In altri termini, se è vero che, ai fini della pensione di vecchiaia anticipata, lo stato di invalidità costituisce solo la condizione in presenza della quale è possibile acquisire il diritto al trattamento di vecchiaia sulla base del requisito di età vigente prima dell’entrata in vigore del d.lgs. n. 503/1992, ciò non può comportare lo snaturamento della prestazione, che rimane pur sempre un trattamento diretto di vecchiaia, cioè diretto a coprire i rischi derivanti dalla vecchiaia e dunque ontologicamente diverso dai trattamenti diretti di invalidità previsti dalla legge n. 222/1984 (così, ancora, Cass., n. 11750 del 2015, cit.).
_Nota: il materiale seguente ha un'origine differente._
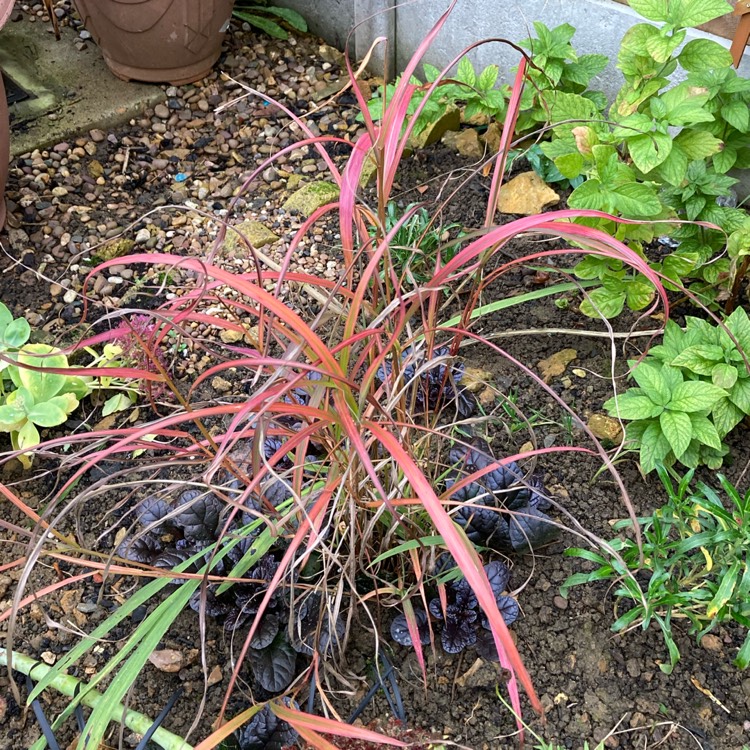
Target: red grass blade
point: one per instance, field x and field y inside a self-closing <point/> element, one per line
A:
<point x="301" y="720"/>
<point x="469" y="563"/>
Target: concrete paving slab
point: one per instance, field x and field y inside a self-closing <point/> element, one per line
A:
<point x="72" y="90"/>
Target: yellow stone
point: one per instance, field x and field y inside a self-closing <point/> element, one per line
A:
<point x="526" y="194"/>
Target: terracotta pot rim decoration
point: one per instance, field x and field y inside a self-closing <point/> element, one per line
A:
<point x="158" y="41"/>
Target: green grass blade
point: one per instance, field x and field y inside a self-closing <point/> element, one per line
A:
<point x="503" y="304"/>
<point x="425" y="541"/>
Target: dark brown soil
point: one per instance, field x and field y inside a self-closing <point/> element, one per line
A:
<point x="594" y="686"/>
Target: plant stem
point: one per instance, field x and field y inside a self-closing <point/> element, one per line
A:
<point x="67" y="685"/>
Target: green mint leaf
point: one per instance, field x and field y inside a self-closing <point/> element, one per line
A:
<point x="654" y="10"/>
<point x="695" y="395"/>
<point x="650" y="379"/>
<point x="701" y="55"/>
<point x="724" y="376"/>
<point x="699" y="358"/>
<point x="654" y="447"/>
<point x="678" y="430"/>
<point x="740" y="395"/>
<point x="632" y="405"/>
<point x="726" y="416"/>
<point x="690" y="13"/>
<point x="704" y="430"/>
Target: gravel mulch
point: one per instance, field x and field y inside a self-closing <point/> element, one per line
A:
<point x="164" y="181"/>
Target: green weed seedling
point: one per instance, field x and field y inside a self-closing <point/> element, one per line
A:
<point x="41" y="399"/>
<point x="695" y="554"/>
<point x="264" y="17"/>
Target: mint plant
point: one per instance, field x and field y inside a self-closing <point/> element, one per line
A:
<point x="669" y="417"/>
<point x="708" y="353"/>
<point x="263" y="16"/>
<point x="418" y="241"/>
<point x="41" y="399"/>
<point x="477" y="93"/>
<point x="695" y="554"/>
<point x="556" y="67"/>
<point x="693" y="390"/>
<point x="670" y="146"/>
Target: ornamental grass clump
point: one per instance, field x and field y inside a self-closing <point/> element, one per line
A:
<point x="325" y="492"/>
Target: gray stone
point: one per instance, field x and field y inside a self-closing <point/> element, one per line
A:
<point x="256" y="233"/>
<point x="600" y="26"/>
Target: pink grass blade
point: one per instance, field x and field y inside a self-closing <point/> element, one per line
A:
<point x="469" y="563"/>
<point x="301" y="720"/>
<point x="509" y="127"/>
<point x="305" y="526"/>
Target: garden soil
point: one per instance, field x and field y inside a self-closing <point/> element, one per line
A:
<point x="594" y="686"/>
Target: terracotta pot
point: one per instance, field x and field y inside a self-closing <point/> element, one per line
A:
<point x="160" y="41"/>
<point x="6" y="6"/>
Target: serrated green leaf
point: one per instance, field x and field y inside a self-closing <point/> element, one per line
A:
<point x="16" y="333"/>
<point x="631" y="405"/>
<point x="600" y="302"/>
<point x="724" y="592"/>
<point x="740" y="395"/>
<point x="488" y="77"/>
<point x="704" y="54"/>
<point x="636" y="200"/>
<point x="742" y="660"/>
<point x="695" y="395"/>
<point x="294" y="19"/>
<point x="639" y="293"/>
<point x="705" y="431"/>
<point x="690" y="13"/>
<point x="678" y="430"/>
<point x="726" y="416"/>
<point x="700" y="358"/>
<point x="565" y="106"/>
<point x="736" y="114"/>
<point x="570" y="165"/>
<point x="649" y="150"/>
<point x="724" y="376"/>
<point x="465" y="72"/>
<point x="654" y="10"/>
<point x="264" y="24"/>
<point x="42" y="385"/>
<point x="654" y="447"/>
<point x="674" y="167"/>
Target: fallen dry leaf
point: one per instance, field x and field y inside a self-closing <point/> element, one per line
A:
<point x="526" y="195"/>
<point x="555" y="365"/>
<point x="605" y="428"/>
<point x="215" y="677"/>
<point x="167" y="660"/>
E se così è, manca all’evidenza una qualsiasi base normativa per sostenere che il suo conseguimento non debba soggiacere alla generale previsione dell’aumento dell’età pensionabile in dipendenza dell’incremento della speranza di vita di cui all’art. 22-ter, comma 2, d.l. n. 78/2009, tanto più che si tratta di una scelta legislativa che, pur perseguendo la sostenibilità finanziaria del sistema pensionistico, stabilizzando l’incidenza della relativa spesa sul prodotto interno lordo mediante l’elevazione dell’età media di accesso al pensionamento, lascia inalterata la disciplina di favore stabilita dall’art. 1, comma 8, d.lgs. n. 503/1992, che tuttora consente, ai soggetti invalidi in misura non inferiore all’80%, l’anticipazione dell’accesso al pensionamento di vecchiaia ad un limite di età più favorevole rispetto a quello previsto per la generalità dei cittadini, realizzando così un bilanciamento tra opposti interessi non sospettabile prima facie di alcun dubbio di legittimità costituzionale.
Pertanto, non essendosi la Corte territoriale attenuta al superiore principio di diritto, la sentenza impugnata va cassata e, non apparendo necessari ulteriori accertamenti di fatto, la causa va decisa nel merito con il rigetto della domanda proposta da E.G.M..
La novità e complessità della questione trattata suggeriscono la compensazione tra le parti delle spese dell’intero processo.
P.Q.M.
Accoglie il ricorso. Cassa la sentenza impugnata e, decidendo nel merito, rigetta la domanda proposta da E.G.M.. Compensa le spese dell’intero processo.